This post follows on from my last one ‘I feel ill, is it because my blood pressure is high?’. I started that post by imagining I was suffering from a set of symptoms and wondering if they were being caused by my high blood pressure. In most cases, it turns out that high blood pressure is not causing the symptoms. If anything, it’s usually the other way around – the symptoms are causing the high blood pressure.

So, how might I feel if my blood pressure is low? Well, there’s quite a lot of overlap with symptoms which can be caused by high blood pressure. I might feel tired, dizzy, faint or have headaches. And just as I mentioned in my last post, there is a long list of other common ailments that will create the same symptoms. So is your blood pressure to blame?

So, let’s say you’re feeling tired, dizzy and have headaches. And you take your blood pressure whilst you are feeling like this and get a low reading. Is this any more useful than getting a high reading in this situation? The good news is that this is useful information. As I mentioned in my last post, feeling ill like this will tend to raise your blood pressure, so a high reading is not usually useful information. But a low reading may indicate why you are feeling ill.


What should you do next?

This depends. If you are feeling really unwell then do see a doctor as soon as you can as occasionally a low blood pressure can be a sign of serious illness. But this won’t be the case for most of us.

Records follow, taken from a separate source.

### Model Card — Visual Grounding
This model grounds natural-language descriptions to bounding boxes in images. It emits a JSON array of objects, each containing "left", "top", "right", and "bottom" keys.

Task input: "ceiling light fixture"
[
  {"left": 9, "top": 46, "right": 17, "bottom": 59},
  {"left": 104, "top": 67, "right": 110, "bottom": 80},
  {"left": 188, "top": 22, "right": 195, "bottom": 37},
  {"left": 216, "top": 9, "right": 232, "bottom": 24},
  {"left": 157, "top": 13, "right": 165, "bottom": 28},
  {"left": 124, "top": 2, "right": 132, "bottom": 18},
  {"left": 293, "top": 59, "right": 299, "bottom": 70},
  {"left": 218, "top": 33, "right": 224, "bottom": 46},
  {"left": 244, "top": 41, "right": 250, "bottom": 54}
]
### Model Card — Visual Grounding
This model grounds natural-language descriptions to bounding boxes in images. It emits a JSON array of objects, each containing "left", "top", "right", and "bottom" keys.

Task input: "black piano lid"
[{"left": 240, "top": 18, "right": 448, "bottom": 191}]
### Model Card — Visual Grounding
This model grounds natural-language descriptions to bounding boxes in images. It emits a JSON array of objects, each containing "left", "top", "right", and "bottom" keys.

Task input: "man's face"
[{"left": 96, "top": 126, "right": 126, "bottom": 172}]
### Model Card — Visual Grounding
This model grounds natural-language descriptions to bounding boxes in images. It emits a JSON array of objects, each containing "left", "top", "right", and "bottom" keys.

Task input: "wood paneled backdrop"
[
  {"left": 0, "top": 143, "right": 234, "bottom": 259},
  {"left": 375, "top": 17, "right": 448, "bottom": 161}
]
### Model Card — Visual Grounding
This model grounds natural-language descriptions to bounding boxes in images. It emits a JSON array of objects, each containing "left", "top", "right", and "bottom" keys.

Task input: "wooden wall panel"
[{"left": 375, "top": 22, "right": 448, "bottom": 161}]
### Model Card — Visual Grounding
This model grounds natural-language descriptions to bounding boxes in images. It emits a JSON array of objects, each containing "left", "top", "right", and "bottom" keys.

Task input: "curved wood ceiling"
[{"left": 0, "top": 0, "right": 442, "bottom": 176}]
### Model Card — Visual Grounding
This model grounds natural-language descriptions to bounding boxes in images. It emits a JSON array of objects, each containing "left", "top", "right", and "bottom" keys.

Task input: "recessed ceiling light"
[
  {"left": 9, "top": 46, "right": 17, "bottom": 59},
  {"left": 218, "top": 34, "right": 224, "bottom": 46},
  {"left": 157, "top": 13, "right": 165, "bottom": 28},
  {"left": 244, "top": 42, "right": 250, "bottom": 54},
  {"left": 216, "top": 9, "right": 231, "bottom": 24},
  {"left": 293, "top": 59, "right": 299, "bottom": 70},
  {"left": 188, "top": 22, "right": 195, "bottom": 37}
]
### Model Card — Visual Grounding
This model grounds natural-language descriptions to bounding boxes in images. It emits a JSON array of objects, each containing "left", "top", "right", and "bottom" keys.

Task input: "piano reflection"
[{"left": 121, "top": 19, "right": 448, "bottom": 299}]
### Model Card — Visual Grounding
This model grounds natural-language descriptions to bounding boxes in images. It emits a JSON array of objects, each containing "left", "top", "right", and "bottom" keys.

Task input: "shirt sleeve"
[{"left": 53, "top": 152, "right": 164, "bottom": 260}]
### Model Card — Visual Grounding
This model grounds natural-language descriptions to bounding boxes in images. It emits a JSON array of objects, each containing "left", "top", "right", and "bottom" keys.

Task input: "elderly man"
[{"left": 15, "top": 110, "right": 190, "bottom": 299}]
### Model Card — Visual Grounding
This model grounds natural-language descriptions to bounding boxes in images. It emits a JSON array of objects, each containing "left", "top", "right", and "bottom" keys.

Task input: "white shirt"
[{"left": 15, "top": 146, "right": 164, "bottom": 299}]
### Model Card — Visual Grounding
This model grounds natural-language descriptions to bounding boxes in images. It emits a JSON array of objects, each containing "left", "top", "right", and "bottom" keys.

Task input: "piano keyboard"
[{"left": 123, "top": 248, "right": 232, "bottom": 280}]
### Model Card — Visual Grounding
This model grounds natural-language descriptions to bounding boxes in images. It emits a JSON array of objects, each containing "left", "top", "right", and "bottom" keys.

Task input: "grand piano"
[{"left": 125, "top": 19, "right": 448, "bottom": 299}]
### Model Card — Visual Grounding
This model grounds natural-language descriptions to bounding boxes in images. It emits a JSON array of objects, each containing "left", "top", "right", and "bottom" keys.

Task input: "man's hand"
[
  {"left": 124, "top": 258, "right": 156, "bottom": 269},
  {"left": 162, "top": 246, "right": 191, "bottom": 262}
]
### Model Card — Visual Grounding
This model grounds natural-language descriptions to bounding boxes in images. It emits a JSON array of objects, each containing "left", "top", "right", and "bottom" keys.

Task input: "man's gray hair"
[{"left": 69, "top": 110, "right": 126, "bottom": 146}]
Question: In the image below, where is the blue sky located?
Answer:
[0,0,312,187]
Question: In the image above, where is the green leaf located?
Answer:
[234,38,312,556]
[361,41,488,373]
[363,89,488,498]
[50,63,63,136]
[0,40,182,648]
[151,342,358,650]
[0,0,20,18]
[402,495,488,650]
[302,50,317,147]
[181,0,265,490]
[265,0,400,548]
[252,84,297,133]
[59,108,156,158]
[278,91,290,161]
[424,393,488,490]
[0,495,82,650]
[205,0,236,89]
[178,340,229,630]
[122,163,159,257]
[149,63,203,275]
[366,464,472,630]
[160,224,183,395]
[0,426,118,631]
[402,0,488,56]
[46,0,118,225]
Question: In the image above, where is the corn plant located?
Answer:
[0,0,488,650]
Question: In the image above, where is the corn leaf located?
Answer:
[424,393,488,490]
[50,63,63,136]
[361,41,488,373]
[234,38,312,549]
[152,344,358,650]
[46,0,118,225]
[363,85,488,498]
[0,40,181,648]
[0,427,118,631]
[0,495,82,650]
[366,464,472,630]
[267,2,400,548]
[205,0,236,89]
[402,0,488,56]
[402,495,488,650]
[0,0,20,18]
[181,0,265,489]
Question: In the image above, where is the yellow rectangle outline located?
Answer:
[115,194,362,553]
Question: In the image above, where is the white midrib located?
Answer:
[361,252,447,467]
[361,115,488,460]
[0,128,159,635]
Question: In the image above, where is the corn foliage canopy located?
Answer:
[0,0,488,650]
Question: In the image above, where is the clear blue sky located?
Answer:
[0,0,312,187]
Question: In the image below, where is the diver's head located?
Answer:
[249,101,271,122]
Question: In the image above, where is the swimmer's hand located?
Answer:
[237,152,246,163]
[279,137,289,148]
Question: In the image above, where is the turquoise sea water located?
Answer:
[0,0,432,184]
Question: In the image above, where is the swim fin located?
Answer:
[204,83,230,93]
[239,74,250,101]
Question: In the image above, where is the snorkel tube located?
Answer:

If you are taking medication to lower your blood pressure then you may be over-treated. This is a common problem. It often happens when medication is started or increased on the basis of one or two readings, often taken in a stressful situation (like a doctor’s surgery!). The app we are releasing soon will help you get an accurate home blood pressure reading so you will be able to see if you may be taking more medication than you need. If this is the case, a trip to your doctor with some home readings or the report from our app will hopefully start to get your medications readjusted.

Some people feel ill from low blood pressure and aren’t taking any medication to cause it. This is common in young women who tend to have relatively low blood pressure naturally. It’s difficult to treat but can be made even worse if you are dehydrated or skip meals. Our advice therefore often centres around getting those basics right first. Beyond that, there are some specialist medications which can help so it may be worth a chat with your doctor. The good news is that it often improves with time.

So, to answer the opening question, yes, if you have low blood pressure it may be why you are feeling ill.